Incidentally Verizon has also chosen to join the ONOS project, which has the stated aim of keeping SDN development open. “Verizon recognizes the potential of ONOS as an open source SDN platform and the service provider solutions it enables, as well as the promise it holds to transform the networking industry,” said Brian Higgins, VP of Network Planning at Verizon. “By joining the partnership, we hope to advance open source SDN and NFV solutions based on ONOS and to help shape the future of this ecosystem.”
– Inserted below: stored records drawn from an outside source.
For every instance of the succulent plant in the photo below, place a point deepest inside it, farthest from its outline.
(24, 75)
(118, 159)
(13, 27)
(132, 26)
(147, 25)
Cisco, meanwhile, has also chosen to invest in IoT platform startup Kii, although Cisco insists on calling it IoE (Internet of Everything) instead. “Building compelling mobile and IoE solutions requires a multifaceted effort – and the backend platform is one of the key ingredients,” said Miyuki Suzuki, president of Cisco Systems G.K. “We believe our investment in Kii will help support the development of a platform that offers the ease of use, features and scalability needed to bring IoE solutions to market rapidly.”